Le Slovène a même donné l'impression de se retenir dans les cols quand la majorité de ses adversaires étaient en train de jeter toutes leurs forces dans la bataille. Le coureur maintenant âgé de 30 ans pouvait enfoncer le clou, mais il attendu la dernière étape avant la journée de repos pour prendre les commandes. Très sûr de lui, le visage jamais ridé ni rougi par l'effort, Roglic économise un maximum de forces pour éviter de plonger en troisième semaine quand certains seront sur la pente ascendante.

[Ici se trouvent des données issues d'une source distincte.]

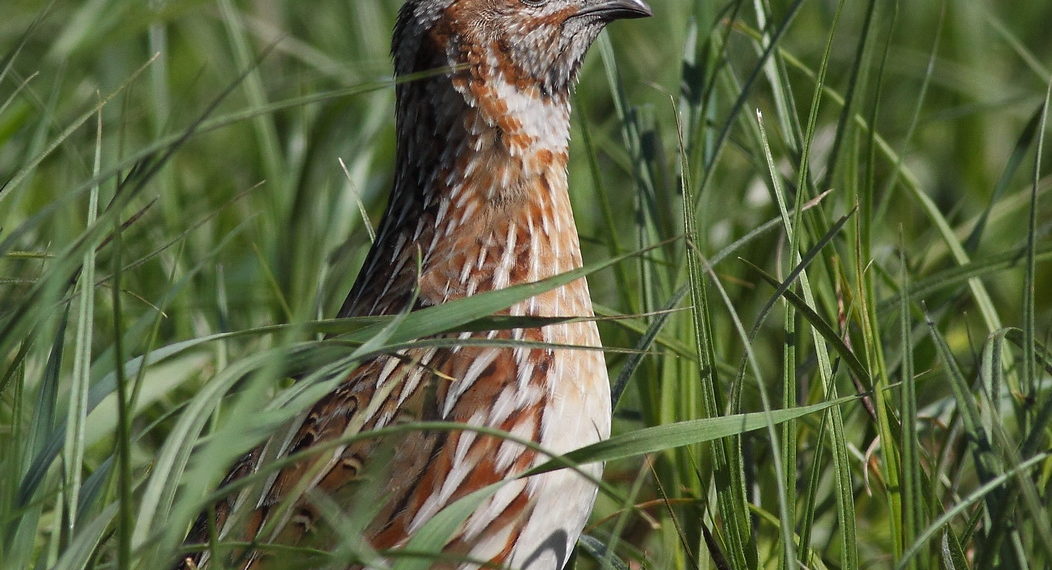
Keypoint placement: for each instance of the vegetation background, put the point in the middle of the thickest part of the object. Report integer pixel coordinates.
(852, 226)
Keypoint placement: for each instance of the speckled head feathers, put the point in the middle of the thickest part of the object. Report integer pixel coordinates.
(537, 41)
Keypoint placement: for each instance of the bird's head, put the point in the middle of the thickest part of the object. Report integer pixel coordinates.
(530, 43)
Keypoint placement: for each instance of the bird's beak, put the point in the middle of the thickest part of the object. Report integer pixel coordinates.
(615, 9)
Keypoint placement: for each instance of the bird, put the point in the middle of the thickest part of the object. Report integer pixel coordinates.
(480, 202)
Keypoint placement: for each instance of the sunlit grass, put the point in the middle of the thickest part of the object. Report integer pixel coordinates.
(821, 219)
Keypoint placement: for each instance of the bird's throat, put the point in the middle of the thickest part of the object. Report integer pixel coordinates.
(480, 200)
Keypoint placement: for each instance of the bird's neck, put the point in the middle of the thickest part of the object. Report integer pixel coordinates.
(480, 199)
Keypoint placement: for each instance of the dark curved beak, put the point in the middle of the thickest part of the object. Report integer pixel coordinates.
(615, 9)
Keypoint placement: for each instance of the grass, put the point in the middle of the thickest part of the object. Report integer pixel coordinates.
(820, 231)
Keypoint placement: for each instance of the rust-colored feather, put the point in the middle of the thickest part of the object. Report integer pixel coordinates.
(480, 203)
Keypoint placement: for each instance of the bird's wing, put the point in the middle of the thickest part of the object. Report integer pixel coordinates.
(416, 473)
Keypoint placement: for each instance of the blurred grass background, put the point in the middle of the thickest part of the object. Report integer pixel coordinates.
(169, 170)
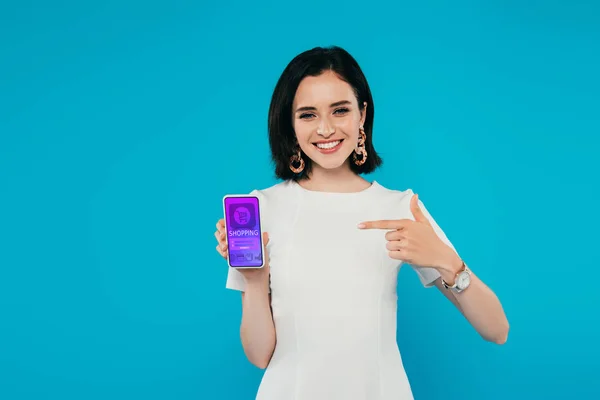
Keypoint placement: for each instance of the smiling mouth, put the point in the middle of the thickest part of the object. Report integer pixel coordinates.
(328, 145)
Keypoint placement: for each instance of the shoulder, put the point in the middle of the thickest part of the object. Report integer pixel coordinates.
(278, 190)
(396, 195)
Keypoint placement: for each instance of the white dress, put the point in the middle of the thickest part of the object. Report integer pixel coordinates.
(333, 289)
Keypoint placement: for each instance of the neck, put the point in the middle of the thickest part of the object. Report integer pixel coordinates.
(340, 180)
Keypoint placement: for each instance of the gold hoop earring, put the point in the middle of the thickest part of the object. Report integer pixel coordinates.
(296, 162)
(360, 154)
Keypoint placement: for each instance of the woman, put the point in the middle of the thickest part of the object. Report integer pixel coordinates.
(321, 315)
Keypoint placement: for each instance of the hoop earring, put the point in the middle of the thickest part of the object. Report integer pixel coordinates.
(296, 162)
(360, 154)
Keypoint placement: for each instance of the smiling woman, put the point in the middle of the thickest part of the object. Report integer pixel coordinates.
(321, 314)
(322, 105)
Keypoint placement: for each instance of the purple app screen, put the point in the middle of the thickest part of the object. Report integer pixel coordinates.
(243, 232)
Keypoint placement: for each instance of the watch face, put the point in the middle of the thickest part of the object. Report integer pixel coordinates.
(463, 281)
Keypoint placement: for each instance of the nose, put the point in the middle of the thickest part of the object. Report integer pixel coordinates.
(325, 128)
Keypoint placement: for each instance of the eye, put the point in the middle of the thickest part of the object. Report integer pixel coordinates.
(341, 111)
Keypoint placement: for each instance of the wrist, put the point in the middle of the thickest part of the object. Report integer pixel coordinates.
(258, 283)
(451, 265)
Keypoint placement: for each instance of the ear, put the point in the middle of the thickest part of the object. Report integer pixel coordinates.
(363, 114)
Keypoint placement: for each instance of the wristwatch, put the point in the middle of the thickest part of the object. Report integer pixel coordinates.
(462, 280)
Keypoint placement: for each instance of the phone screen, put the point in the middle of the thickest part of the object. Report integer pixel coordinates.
(244, 237)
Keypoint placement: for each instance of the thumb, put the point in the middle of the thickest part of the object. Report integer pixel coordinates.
(416, 210)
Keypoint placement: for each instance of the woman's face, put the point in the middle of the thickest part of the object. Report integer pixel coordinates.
(326, 118)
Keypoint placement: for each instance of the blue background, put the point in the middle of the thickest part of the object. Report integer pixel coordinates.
(122, 124)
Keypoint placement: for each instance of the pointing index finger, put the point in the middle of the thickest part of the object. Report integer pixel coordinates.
(383, 224)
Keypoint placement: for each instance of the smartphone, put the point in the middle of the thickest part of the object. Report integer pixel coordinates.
(243, 231)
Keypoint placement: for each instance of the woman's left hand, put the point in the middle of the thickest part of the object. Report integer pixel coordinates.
(415, 242)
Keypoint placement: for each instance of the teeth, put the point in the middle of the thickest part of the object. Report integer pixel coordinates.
(328, 145)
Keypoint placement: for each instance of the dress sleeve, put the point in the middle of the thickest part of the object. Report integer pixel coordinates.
(429, 275)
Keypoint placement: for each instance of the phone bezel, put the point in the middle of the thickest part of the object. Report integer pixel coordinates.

"On en est qu'au début du Tour, qu'au premier tiers d'ailleurs. On en voit qui explosent, qui passent par la fenêtre tous les jours. Donc ça va être encore long jusqu'à Paris et ce qui m'intéresse c'est d'arriver à Paris", a-t-il insisté à notre micro. L'expérience infructueuse du Giro 2019 est encore ancrée dans l'esprit du Slovène. Alors qu'il avait pris le maillot rose de leader dès la première étape, il l'avait ensuite cédé cinq jours plus tard pour ne plus jamais le reporter. Richard Carapaz (Movistar) et Vincenzo Nibali (Bahrain-Merida) s'étaient montrés plus frais que lui après la première semaine.

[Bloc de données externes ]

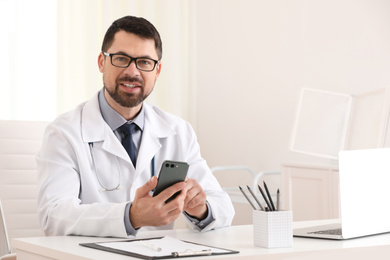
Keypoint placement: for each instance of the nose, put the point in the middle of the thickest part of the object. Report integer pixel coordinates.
(132, 69)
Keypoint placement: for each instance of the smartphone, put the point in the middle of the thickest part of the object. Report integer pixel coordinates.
(171, 172)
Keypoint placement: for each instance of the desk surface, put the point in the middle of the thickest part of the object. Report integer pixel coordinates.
(236, 237)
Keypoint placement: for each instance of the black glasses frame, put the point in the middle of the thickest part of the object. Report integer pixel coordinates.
(131, 60)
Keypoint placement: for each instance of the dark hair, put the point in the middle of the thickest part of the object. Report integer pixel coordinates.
(137, 25)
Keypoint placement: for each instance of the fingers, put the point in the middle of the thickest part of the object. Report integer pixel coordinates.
(172, 190)
(195, 201)
(147, 187)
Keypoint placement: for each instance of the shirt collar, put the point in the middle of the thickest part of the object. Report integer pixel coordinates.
(114, 119)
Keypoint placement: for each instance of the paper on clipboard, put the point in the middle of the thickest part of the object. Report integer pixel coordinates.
(170, 247)
(167, 244)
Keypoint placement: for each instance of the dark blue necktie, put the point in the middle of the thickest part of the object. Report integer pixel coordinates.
(127, 141)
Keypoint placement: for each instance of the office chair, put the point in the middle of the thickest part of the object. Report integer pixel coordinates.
(19, 144)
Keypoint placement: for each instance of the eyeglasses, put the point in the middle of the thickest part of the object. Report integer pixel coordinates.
(124, 61)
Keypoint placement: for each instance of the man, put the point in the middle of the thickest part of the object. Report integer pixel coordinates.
(90, 184)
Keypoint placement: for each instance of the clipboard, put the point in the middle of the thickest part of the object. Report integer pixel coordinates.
(148, 248)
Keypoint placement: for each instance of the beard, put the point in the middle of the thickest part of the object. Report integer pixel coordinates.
(127, 99)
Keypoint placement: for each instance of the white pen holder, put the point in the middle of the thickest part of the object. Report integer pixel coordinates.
(272, 229)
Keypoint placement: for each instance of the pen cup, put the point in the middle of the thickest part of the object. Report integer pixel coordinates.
(272, 229)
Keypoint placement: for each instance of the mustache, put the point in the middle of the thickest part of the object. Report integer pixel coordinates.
(130, 79)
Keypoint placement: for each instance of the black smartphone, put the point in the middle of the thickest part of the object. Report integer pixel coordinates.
(171, 172)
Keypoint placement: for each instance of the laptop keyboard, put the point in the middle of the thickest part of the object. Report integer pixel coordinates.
(336, 231)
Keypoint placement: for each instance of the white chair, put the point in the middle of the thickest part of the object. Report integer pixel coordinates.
(19, 144)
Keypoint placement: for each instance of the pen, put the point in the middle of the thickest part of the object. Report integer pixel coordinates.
(250, 202)
(254, 196)
(265, 198)
(150, 246)
(269, 196)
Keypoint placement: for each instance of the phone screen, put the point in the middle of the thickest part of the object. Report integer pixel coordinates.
(171, 172)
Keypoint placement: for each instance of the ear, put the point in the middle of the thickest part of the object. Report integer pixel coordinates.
(158, 69)
(101, 61)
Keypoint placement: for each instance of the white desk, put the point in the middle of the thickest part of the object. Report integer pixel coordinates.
(236, 237)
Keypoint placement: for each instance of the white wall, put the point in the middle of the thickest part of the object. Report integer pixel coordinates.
(254, 56)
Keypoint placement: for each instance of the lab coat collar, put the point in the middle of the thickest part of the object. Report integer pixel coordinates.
(95, 129)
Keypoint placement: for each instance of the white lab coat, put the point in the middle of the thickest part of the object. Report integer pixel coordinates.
(71, 200)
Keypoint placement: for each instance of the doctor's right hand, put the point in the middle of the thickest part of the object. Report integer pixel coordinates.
(153, 211)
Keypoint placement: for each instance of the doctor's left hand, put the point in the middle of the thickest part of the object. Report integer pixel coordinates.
(153, 211)
(195, 202)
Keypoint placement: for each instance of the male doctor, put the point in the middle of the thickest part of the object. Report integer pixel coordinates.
(88, 183)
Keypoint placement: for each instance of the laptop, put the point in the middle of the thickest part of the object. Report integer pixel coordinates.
(364, 196)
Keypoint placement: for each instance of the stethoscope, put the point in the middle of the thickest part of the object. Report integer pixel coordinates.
(117, 187)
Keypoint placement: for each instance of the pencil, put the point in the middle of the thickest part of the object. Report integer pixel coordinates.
(250, 202)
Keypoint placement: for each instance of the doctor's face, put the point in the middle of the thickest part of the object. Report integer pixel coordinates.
(128, 87)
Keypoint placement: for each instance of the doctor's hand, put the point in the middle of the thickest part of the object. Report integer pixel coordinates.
(153, 211)
(195, 201)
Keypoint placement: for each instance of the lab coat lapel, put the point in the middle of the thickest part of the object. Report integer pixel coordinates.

Sur les traces de sa Vuelta victorieuse
Primoz Roglic avait retenu la leçon. Sur la Vuelta, c'est lors de la première étape après la journée de repos qu'il avait pris le maillot rouge de leader, sans jamais le lâcher jusqu'à la dernière étape. A une étape près, la stratégie semble la même sur ce Tour de France pour celui qui a commencé le vélo à l'âge de 22 ans et fait rire ses dirigeants en 2016 en annonçant viser un sacre sur la Grande Boucle en cinq saisons. Les délais sont respectés, mais pour cela il ne faudra pas échouer cette année.

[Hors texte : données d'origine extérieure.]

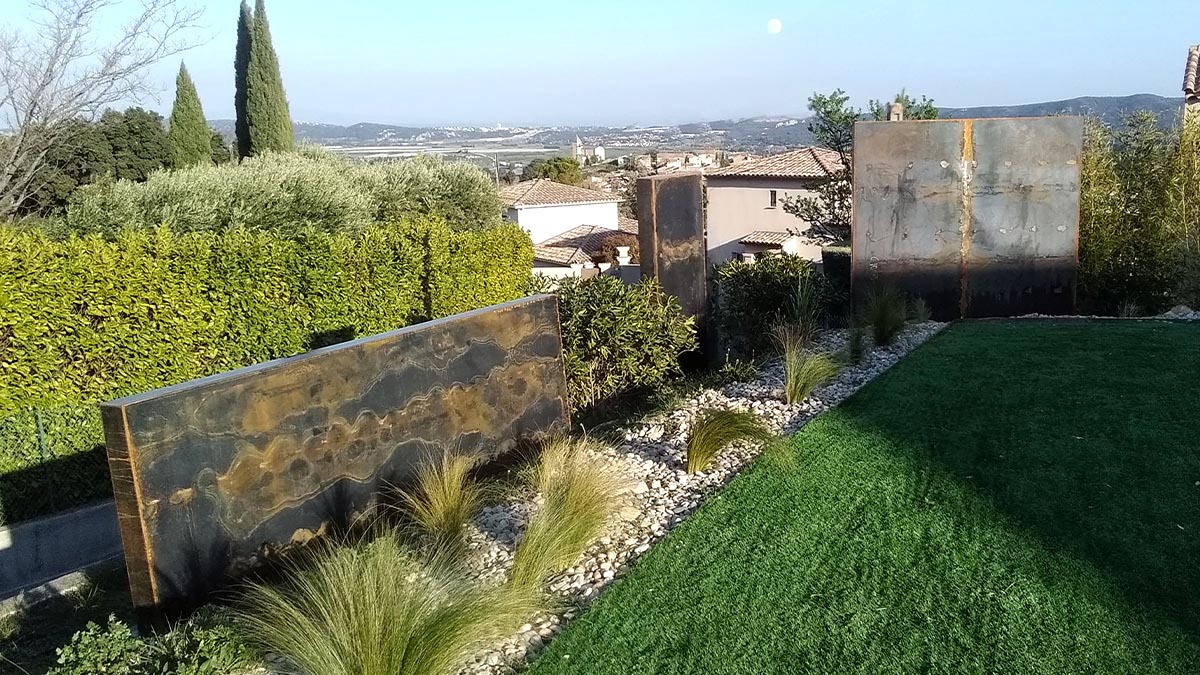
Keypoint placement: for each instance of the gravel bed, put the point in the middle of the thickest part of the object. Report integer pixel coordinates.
(660, 493)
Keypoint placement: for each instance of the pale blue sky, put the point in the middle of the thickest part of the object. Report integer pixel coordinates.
(643, 61)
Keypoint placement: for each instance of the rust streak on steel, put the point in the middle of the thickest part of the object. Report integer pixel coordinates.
(965, 226)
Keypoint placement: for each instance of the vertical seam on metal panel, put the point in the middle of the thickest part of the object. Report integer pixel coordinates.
(965, 226)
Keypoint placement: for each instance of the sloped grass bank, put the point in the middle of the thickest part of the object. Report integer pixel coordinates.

A 12 étapes de la parade parisienne, Roglic est en position idéale. Mais il n'a pas encore creusé l'écart sur ses opposants. Son dauphin Egan Bernal (Ineos Grenadiers), le tenant du titre, n'a que 21 secondes de retard. Au total, ils sont six à moins d'une minute du nouveau maillot jaune, dont les Français Guillaume Martin (Cofidis) et Romain Bardet (AG2R La Mondiale). Le seul qui a réussi à bousculer le Slovène, en le battant au sprint ce dimanche, n'est d'autre que son compatriote Tadej Pogacar (UAE), sur lequel il possède un matelas d'avance de 44 secondes. Si Roglic réalise pour l'instant un sans faute, il est encore très loin d'avoir course gagnée.